Applications range from eddy current sensors for measuring turbocharger speeds, piston ring movement, cylinder head lubrication gap and crankshaft bearing gap; inductive sensors for measuring engine valve lift; draw wire sensors for measuring suspension spring/damper movements; laser sensors for measuring brake disc deformation, vehicle ride height, monitoring the integrity of welds and adhesive beads during assembly or production and for the inspection of tyres for bulges or dents; and non-contact temperature sensors and thermal imaging cameras for measuring the temperature of on-vehicle components.
For more than 15 years, Micro-Epsilon has developed specific sensor variants for turbocharger speed measurement, enabling turbocharger manufacturers to test the performance limits of their products. Measurement systems are required to monitor the temperature and speed of the blades as they rotate.
Due to huge material stresses and extremely high speeds (up to 400,000rpm), turbocharger blades are made from either aluminium or titanium, which presents a challenge in terms of measurement technologies.
TurboSPEED DZ140 is are able to measure the speed (and temperature) of both aluminium and titanium turbocharger blades over the complete speed range
Titanium is a very poor electrical conductor and so eddy current sensors cannot be used easily on titanium. However, using special linearisation and advanced electronics, measurement systems have been developed, such as the TurboSPEED DZ140 from Micro-Epsilon, which are able to accurately measure the speed (and temperature) of both aluminium and titanium turbocharger blades over the complete speed range – in both multiple test cell and on-vehicle testing. Having temperature measurement capability is particularly useful (and an industry first) as it allows the user to monitor the temperature inside the turbocharger without having to fit a separate thermocouple.
These sensors are robust, resistant to oil and dirt, extremely compact and slim, with some sensor variants measuring just 3mm in diameter and weighing just 85g. This allows the sensor and controller to be installed in engine compartments where space is tight. The sensors offer a high ambient operating temperature of up to 285°C. Due to its 9-30V DC power supply, the DZ140 can also be used for on-vehicle testing, with the sensor powered from a standard vehicle battery.
Vehicle ride height
In automotive and motorsport applications, measuring vehicle ride height is important. Non-contact laser displacement sensors have been developed to withstand the shock and vibration of being mounted to a vehicle. With the laser window pointing down towards the ground or racing track, these high speed sensors are able to accurately measure and monitor the ride height of the vehicle as it travels around the track. Suspension characteristics and engine power mapping can also be adjusted in order to optimise vehicle performance and handling, whilst also reducing energy consumption.
For measuring the temperature profile of vehicle components, Micro-Epsilon has developed a range of extremely compact thermal imaging cameras. These operate at high speed data capture of up to 120Hz full frame rate, re-transmit either full temperature data or provide alarm limits for pre-set events such as overheating or maximum hot spot. This high speed data capture and re-transmission of full temperature image information allows play back at a later date – an important feature in many automotive R&D and failure diagnostics work.
The thermoIMAGER TIM400/450, for example, can be fixed into position in an automotive production line or R&D test cell lab in order to monitor the temperature profile of target materials or objects. The cameras are even being used for on-vehicle testing and to monitor hotspots on vehicle cooling systems, exhaust manifolds, radiators and electrical terminals, as well as electrical systems on the latest all-electric and hybrid electric vehicles.

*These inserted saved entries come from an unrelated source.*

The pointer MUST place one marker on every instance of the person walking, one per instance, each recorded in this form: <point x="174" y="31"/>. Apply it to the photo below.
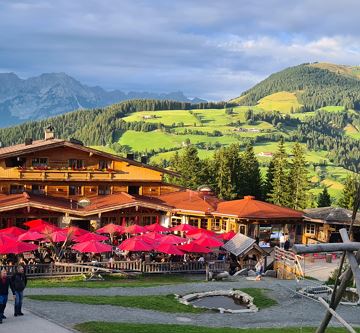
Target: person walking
<point x="18" y="284"/>
<point x="4" y="291"/>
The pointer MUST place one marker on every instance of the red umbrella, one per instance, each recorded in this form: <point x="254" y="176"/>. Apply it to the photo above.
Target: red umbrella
<point x="35" y="223"/>
<point x="198" y="232"/>
<point x="14" y="231"/>
<point x="59" y="236"/>
<point x="153" y="236"/>
<point x="193" y="247"/>
<point x="45" y="228"/>
<point x="168" y="249"/>
<point x="4" y="239"/>
<point x="92" y="246"/>
<point x="135" y="244"/>
<point x="172" y="239"/>
<point x="156" y="227"/>
<point x="110" y="228"/>
<point x="228" y="235"/>
<point x="17" y="247"/>
<point x="208" y="241"/>
<point x="75" y="231"/>
<point x="183" y="227"/>
<point x="134" y="229"/>
<point x="90" y="236"/>
<point x="30" y="235"/>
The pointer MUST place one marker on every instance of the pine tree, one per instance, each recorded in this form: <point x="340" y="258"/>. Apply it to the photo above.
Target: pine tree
<point x="298" y="182"/>
<point x="349" y="193"/>
<point x="251" y="182"/>
<point x="279" y="194"/>
<point x="189" y="166"/>
<point x="227" y="170"/>
<point x="268" y="187"/>
<point x="324" y="199"/>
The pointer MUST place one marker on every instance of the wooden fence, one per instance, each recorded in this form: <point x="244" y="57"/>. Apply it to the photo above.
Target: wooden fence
<point x="69" y="269"/>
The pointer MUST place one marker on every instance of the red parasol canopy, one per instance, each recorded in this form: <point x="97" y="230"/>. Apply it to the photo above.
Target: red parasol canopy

As well as thermal imagers, compact, infrared temperature sensors can be mounted on the vehicle to monitor the temperature of tyres, brake discs, engine and power train – almost any location where temperature needs to be measured. Sensors even come with integral software that allows the user to change the emissivity of the sensor to suit different target materials such as steel, carbon or rubber.
Chris Jones is Managing Director at Micro-Epsilon UK, Birkenhead Cheshire.